一般社団法人miraii、失敗から学ぶ助成金勉強会開催「支援を継続させる形づくり」
一般社団法人miraiiは、2026年8月9日にNPO・任意団体向けの助成金勉強会を開催しました。本勉強会は、特定の個人の負担に依存する支援体制から脱却し、持続可能な運営を目指すためのものです。miraii自身も過去に助成金失効で支援が途絶えた経験から、助成金を「始めるためのお金」と捉え、助成期間中に自立できる事業構築の重要性を参加団体に伝えました。申請書の書き方以前に、助成対象となる事業の組み立て方やつまずきやすいポイントについて深く掘り下げて解説しました。
この記事のポイント
- 助成金獲得後の運営について
- 助成金申請準備の方法
- 助成対象となる事業の作り方

助成金勉強会の目的と背景
一般社団法人miraiiは、2026年8月9日にNPO法人・一般社団法人・任意団体向けの助成金勉強会を開催しました。この勉強会は、「誰か一人の負担の上に成り立つ支援」を止め、持続可能な形で支援を継続するための知見を共有することを目的としています。
miraii自身も、2023年度に1,560万円のWAM助成を獲得しましたが、翌年度に助成が打ち切られ、小児慢性特定疾患を持つ子どもたちへの支援を停止せざるを得ない経験をしました。この経験から、支援が特定の個人の負担に依存している状態では、その個人が活動できなくなった際に支援そのものが途絶えてしまうという課題を認識。同様の事態に陥る団体を減らし、支援対象者へ途切れない支援を届けたいという願いから、本勉強会が企画されました。
参加団体の関心と実際の課題
勉強会への申し込み時に参加団体から寄せられた主な関心は以下の通りでした。
- 助成金獲得後の運営について
- 助成金申請準備の方法
- 助成対象となる事業の作り方
- 助成金情報の収集方法
しかし、実際に勉強会で最も時間を費やしたテーマは、「自分がやろうとしている事業で助成金が獲得できるのか」や「そもそも助成対象となる事業が思いつかない」という、申請書作成以前の事業構想段階での課題でした。
助成金の本質:事業への投資
勉強会では、助成団体が資金を提供する対象は、申請団体そのものではなく、「その団体が行う事業の先にいる支援対象者」であると強調されました。
団体の運営費不足や活動の素晴らしさを訴えるだけでは、多くの場合助成金は下りません。助成金は、事業を通して支援対象者にどのような変化が起き、社会全体にどのような好影響があるのか、という点に投資されるものです。

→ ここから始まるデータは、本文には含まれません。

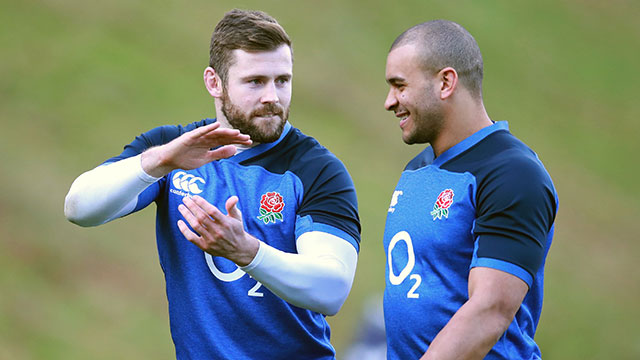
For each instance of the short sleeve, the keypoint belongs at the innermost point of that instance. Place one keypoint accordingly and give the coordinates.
(516, 208)
(330, 199)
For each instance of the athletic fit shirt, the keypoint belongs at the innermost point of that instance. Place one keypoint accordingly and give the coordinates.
(285, 188)
(487, 201)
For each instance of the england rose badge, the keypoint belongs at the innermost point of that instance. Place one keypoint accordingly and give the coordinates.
(271, 205)
(441, 207)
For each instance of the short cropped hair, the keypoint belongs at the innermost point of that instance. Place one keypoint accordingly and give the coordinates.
(246, 30)
(443, 43)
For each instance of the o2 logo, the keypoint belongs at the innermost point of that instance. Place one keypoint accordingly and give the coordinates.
(408, 268)
(232, 276)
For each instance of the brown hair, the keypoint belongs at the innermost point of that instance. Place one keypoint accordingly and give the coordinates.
(246, 30)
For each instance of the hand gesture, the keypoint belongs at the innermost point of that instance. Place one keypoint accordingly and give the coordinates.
(218, 234)
(193, 149)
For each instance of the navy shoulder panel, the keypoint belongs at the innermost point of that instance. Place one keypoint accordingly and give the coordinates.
(155, 137)
(329, 193)
(424, 158)
(516, 201)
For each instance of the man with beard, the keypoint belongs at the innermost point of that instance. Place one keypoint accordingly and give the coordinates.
(471, 219)
(269, 214)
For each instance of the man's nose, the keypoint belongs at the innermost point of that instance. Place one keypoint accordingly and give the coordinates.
(390, 102)
(270, 94)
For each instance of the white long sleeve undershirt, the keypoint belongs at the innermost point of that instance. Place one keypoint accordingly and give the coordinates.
(318, 277)
(106, 192)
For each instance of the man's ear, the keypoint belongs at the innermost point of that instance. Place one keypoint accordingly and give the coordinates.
(212, 82)
(448, 81)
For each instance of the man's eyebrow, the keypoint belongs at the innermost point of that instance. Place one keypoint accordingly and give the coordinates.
(395, 80)
(263, 76)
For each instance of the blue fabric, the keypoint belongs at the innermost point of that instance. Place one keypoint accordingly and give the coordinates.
(215, 309)
(501, 216)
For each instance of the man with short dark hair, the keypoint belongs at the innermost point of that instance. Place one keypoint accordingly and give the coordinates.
(471, 219)
(258, 277)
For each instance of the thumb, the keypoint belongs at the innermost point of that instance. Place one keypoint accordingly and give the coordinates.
(232, 209)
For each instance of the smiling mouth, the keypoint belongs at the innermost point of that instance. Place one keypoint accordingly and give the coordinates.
(403, 118)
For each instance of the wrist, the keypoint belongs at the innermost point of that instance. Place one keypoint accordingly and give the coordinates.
(154, 163)
(250, 254)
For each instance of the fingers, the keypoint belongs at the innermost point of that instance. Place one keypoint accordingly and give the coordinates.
(190, 235)
(223, 152)
(232, 209)
(224, 136)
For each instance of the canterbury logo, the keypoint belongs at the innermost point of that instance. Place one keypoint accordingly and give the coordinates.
(187, 182)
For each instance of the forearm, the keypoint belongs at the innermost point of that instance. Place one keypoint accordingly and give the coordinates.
(494, 298)
(316, 281)
(106, 192)
(470, 334)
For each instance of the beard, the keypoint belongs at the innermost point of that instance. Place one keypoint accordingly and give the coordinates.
(260, 130)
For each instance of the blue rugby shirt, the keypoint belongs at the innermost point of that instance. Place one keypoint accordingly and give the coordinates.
(216, 310)
(501, 216)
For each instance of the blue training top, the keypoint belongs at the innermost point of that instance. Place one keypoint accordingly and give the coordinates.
(285, 188)
(487, 201)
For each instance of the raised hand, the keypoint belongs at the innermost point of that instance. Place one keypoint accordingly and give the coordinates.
(193, 149)
(218, 234)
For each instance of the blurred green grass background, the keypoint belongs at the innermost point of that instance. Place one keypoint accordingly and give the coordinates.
(79, 79)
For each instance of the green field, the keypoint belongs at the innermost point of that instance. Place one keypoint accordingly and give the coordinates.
(79, 79)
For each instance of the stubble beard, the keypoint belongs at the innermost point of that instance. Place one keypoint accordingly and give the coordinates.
(428, 123)
(259, 130)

そのため、事業が明確に組み立てられていなければ、助成金申請書は書けません。「事業が思いつかない」ことと「申請が通らない」ことは、根本的に同じ課題でつまずいていることになります。
事業を見つけるヒント
miraiiが提示した事業を見つけるための考え方は以下の通りです。
- ゼロから発想する必要はない: 現在の活動の延長線上にある、しかし今はないが、あることで助かる人がいる事柄に着目する。
- 無償活動の有料化は慎重に: これまで無料だったものに価格をつけると利用者が減る可能性があるため、有料化は初期段階から検討する。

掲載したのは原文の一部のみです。